I felt the relief of weight immediately, particularly T1 who had been so so low down, right at the bottom of my belly. After all three babies were out, one of my new BFFs immediately said ‘Ooh look at the tiny waist, how can you get that back so quickly?’ Well, you have just taken 3 babies out of me. She was forgiven for her earlier ‘beach ball up the jumper’ comment.
Our boys were all whisked to their ‘baby bases’ which were labelled Triplet 1, Triplet 2 and Triplet 3 surprisingly enough and weighed, wiped down and given the all important initial inspection.
We were given T1 first, who looked like a little mouse (and still does) but surprisingly alert. I held him in an awkward position as one could only do whilst lying down on an operating table with a screen under ones armpits. My husband held T3, who to be honest just looked too cool to be a baby, a cross between Brad Pitt and Jack Bauer, slight jaundice tan and wavy hair. I was then greeted with T2 who quite frankly just howled at me and I found this difficult as I was not in a physical position to do anything comforting about this. I did feel particular useless and overwhelmed by it all.
The weights were called as 5lb 7oz, 6 lb 3oz and 5 lbs, and I was overjoyed that my body had allowed me to get my babies so big. The ability to carry these babies to that weight has honestly been the greatest achievement in my life. I always used to struggle with the ‘So what has been your greatest achievement?’ question in interviews, and if I was ever faced with this again, I have a new answer. Relevant to the job or not, you can’t knock a woman for that.
So 16 lbs 10oz of baby plus three placentas is not bad going, and when I moan about the state of my stomach now, I really don’t mind (ok, well, sometimes I do – that’s the thing with skin you see, once it’s stretched, it’s well, stretched).
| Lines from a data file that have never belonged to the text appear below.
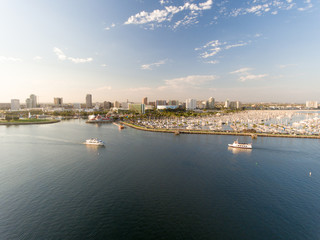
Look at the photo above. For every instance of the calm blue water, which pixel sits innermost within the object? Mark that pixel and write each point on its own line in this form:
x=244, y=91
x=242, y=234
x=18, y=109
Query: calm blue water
x=145, y=185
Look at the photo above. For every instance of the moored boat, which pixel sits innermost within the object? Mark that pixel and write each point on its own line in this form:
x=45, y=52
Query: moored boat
x=236, y=144
x=94, y=141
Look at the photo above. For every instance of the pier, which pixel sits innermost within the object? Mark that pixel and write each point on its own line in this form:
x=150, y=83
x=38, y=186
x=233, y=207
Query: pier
x=120, y=126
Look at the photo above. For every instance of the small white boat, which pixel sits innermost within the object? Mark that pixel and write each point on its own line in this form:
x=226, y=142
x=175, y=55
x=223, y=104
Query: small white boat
x=236, y=144
x=94, y=141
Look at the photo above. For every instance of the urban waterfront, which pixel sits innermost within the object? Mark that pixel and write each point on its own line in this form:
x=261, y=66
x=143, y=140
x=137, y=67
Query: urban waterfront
x=146, y=185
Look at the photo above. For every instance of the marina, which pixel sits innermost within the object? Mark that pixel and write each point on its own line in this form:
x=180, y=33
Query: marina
x=190, y=185
x=287, y=123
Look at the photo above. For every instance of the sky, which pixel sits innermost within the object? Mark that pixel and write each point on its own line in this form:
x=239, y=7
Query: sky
x=250, y=51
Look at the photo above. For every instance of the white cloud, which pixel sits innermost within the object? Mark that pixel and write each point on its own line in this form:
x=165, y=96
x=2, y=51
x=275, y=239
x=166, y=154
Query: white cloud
x=61, y=56
x=37, y=58
x=189, y=81
x=10, y=59
x=252, y=77
x=104, y=88
x=111, y=26
x=167, y=14
x=241, y=71
x=163, y=2
x=80, y=60
x=151, y=65
x=307, y=6
x=245, y=74
x=213, y=62
x=286, y=65
x=214, y=47
x=139, y=89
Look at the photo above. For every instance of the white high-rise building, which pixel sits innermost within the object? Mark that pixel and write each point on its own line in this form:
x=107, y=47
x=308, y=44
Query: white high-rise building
x=15, y=104
x=191, y=104
x=33, y=100
x=211, y=103
x=89, y=101
x=227, y=103
x=311, y=104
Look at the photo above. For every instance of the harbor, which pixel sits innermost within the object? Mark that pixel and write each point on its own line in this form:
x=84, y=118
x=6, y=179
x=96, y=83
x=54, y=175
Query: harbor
x=247, y=123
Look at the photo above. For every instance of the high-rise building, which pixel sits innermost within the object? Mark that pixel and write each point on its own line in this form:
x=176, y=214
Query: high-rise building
x=28, y=103
x=161, y=102
x=106, y=105
x=139, y=108
x=210, y=103
x=173, y=102
x=311, y=104
x=235, y=105
x=227, y=103
x=191, y=104
x=145, y=101
x=58, y=102
x=15, y=104
x=33, y=99
x=116, y=104
x=89, y=101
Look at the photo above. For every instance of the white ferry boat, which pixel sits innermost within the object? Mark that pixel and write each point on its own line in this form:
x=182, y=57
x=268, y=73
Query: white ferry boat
x=94, y=141
x=236, y=144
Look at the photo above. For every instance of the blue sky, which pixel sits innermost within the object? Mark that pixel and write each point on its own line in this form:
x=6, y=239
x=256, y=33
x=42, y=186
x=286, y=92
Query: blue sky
x=252, y=51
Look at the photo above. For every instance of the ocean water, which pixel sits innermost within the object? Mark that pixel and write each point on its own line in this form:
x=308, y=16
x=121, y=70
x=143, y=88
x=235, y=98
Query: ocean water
x=145, y=185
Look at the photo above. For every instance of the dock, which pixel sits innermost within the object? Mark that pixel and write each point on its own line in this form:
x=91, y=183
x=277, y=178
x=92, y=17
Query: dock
x=120, y=126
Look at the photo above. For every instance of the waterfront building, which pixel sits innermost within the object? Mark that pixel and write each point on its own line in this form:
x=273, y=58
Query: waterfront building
x=191, y=104
x=28, y=103
x=311, y=104
x=173, y=102
x=58, y=102
x=165, y=107
x=32, y=101
x=201, y=104
x=77, y=106
x=161, y=102
x=15, y=104
x=235, y=105
x=210, y=103
x=89, y=101
x=148, y=107
x=106, y=105
x=116, y=104
x=227, y=103
x=125, y=105
x=152, y=104
x=139, y=108
x=145, y=101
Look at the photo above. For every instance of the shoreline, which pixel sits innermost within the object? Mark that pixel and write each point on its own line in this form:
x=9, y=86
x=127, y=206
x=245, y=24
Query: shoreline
x=185, y=131
x=28, y=123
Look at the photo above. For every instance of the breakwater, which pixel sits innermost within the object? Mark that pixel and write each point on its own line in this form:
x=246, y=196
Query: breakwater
x=185, y=131
x=29, y=123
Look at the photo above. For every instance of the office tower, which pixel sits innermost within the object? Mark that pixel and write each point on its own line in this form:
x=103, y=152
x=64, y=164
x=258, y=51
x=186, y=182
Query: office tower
x=15, y=104
x=58, y=102
x=145, y=101
x=33, y=99
x=106, y=105
x=139, y=108
x=191, y=104
x=89, y=101
x=311, y=104
x=161, y=102
x=210, y=103
x=116, y=104
x=28, y=103
x=227, y=103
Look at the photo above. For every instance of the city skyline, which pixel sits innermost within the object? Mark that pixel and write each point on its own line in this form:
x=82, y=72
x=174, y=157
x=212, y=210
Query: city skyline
x=253, y=51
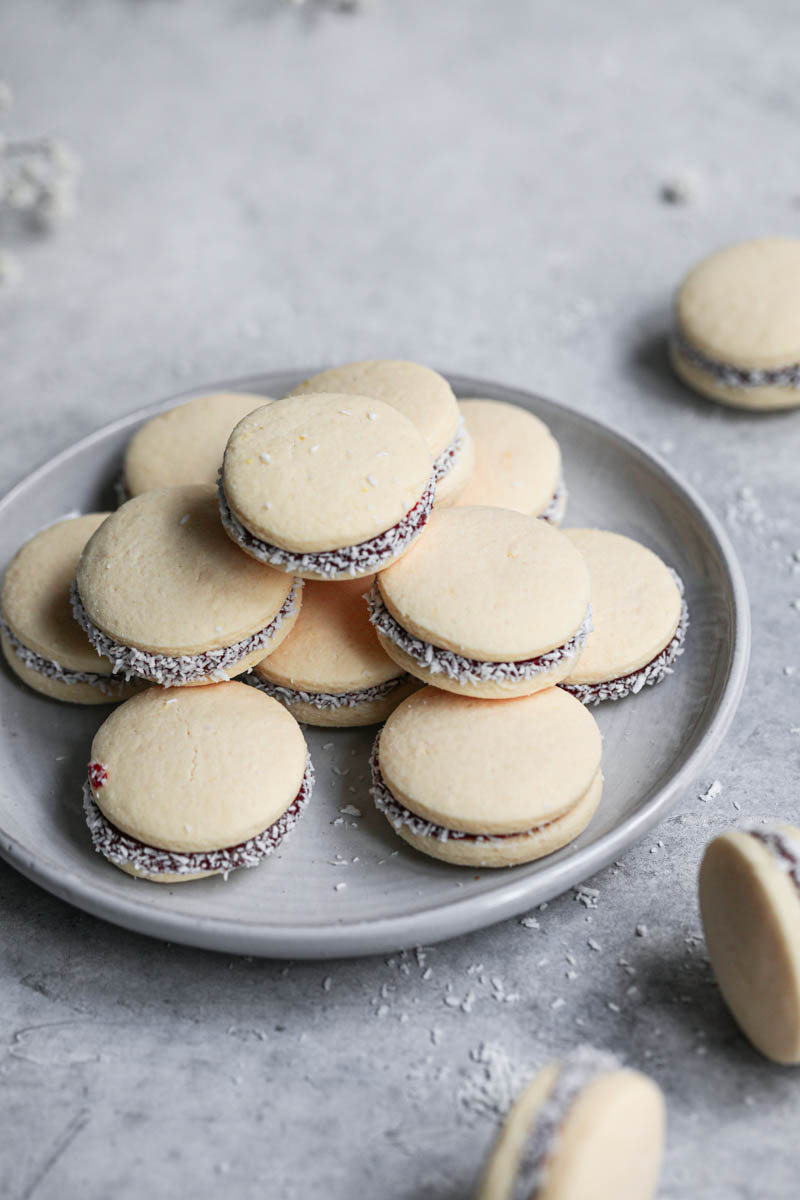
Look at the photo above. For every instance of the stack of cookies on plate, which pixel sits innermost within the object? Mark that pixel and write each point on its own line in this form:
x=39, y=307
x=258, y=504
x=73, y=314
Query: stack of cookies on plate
x=364, y=550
During the initial check-ups, it was soon realised that T2 was ‘grunting’, and was to go to the SCBU for more oxygen, so just four of us progressed to the post-op room.
We were told that T1 and T3 could stay with us and would be moving up to the maternity ward with me. Their weights were good enough and the doctor’s assessment did not see any reason why they need to spend time in SCBU. We had never expected this, assuming that they would automatically be whisked away and were overjoyed. I set about breastfeeding T1 and T3 whilst my husband followed T2 into SCBU.
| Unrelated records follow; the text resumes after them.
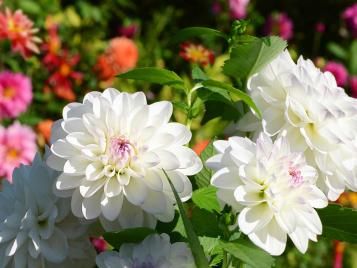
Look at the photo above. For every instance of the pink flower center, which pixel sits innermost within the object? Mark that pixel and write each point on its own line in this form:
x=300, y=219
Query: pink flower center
x=8, y=92
x=296, y=177
x=121, y=150
x=12, y=154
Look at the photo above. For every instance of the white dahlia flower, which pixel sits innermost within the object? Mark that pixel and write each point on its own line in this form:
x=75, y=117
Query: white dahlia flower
x=111, y=149
x=154, y=251
x=273, y=188
x=37, y=229
x=319, y=117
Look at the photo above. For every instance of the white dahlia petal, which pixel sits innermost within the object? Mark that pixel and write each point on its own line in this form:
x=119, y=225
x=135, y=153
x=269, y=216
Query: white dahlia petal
x=112, y=148
x=316, y=115
x=37, y=228
x=154, y=251
x=273, y=189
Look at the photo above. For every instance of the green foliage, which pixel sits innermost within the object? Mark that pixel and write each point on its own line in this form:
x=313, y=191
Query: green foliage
x=196, y=248
x=203, y=178
x=234, y=93
x=131, y=235
x=193, y=32
x=339, y=223
x=206, y=198
x=250, y=54
x=204, y=223
x=155, y=75
x=248, y=253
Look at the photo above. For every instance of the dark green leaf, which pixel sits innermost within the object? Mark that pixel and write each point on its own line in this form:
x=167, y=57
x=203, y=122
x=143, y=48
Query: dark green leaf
x=196, y=248
x=132, y=235
x=206, y=198
x=155, y=75
x=198, y=75
x=353, y=58
x=204, y=223
x=181, y=105
x=339, y=223
x=193, y=32
x=203, y=178
x=167, y=227
x=248, y=253
x=250, y=54
x=213, y=249
x=234, y=93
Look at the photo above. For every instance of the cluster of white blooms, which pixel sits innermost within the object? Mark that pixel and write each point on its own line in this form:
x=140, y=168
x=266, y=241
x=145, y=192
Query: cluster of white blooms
x=273, y=188
x=154, y=251
x=111, y=150
x=109, y=153
x=320, y=119
x=37, y=228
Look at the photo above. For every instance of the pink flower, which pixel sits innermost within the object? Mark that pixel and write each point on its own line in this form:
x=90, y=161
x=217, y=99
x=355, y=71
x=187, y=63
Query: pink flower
x=339, y=71
x=238, y=8
x=15, y=94
x=279, y=24
x=350, y=18
x=17, y=146
x=18, y=28
x=353, y=86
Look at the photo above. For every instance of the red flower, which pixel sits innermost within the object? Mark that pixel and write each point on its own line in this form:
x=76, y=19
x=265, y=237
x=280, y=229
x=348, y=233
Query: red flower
x=63, y=76
x=196, y=53
x=61, y=64
x=18, y=28
x=120, y=56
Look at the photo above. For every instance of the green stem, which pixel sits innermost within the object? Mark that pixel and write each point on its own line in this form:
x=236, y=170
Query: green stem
x=225, y=260
x=189, y=104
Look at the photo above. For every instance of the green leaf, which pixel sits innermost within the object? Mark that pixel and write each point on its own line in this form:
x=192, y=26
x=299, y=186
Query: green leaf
x=248, y=253
x=203, y=178
x=132, y=235
x=212, y=248
x=353, y=58
x=155, y=75
x=198, y=74
x=250, y=54
x=204, y=222
x=196, y=248
x=339, y=223
x=167, y=227
x=337, y=50
x=206, y=198
x=181, y=105
x=234, y=93
x=192, y=32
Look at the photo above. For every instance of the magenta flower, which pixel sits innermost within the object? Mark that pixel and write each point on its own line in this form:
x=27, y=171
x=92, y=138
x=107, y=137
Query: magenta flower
x=279, y=24
x=17, y=146
x=339, y=72
x=350, y=18
x=353, y=86
x=15, y=94
x=238, y=8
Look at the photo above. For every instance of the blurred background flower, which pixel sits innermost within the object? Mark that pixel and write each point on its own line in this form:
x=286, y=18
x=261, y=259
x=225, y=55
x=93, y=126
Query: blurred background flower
x=17, y=146
x=15, y=94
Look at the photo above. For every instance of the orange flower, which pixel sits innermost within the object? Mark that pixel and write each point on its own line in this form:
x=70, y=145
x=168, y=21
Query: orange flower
x=196, y=53
x=44, y=129
x=120, y=56
x=18, y=28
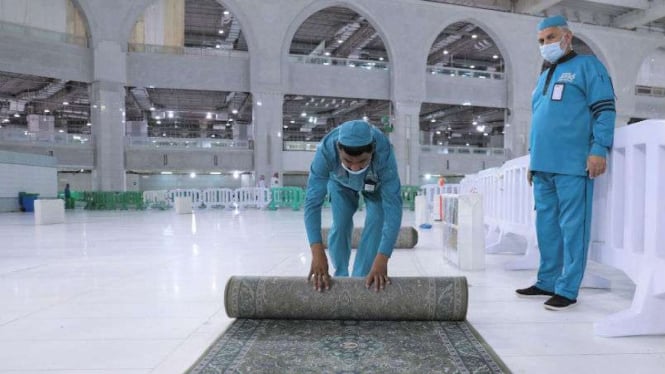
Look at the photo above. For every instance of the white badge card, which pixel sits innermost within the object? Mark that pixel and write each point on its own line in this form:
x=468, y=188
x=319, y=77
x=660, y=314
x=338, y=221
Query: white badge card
x=557, y=91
Next came the naming discussion. We had already decided on our three names. So now we just had to allocate these out. Some people decide what the first out, second out and so on are to be called. I wanted to see what they looked like. I had been looking at T1 and T3 whilst feeding them (which they were doing surprisingly well at, latching on and having a go which is all a mother could ask for at this stage) and thinking what they looked like. My husband had been doing the same with T2. It seemed that one name had been allocated twice. After a bit of negotiation, we soon allocated out our names, first and middle.
At 3pm the four of us were transferred up to the ward where I was given my own room (with en-suite). I cannot imagine having to be on a ward with others. Can you imagine all the looks and questioning. My room was very spacious with a nice view and we started to settle in. We did the calls to the anxious close family, (yes really, three boys) who had to set pen to paper to jot down the names and weights in the right order so they could liaise with the rest of those in waiting of the news.
And away we went. A baby each and one to pop and see in SCBU….. Surely we could manage that.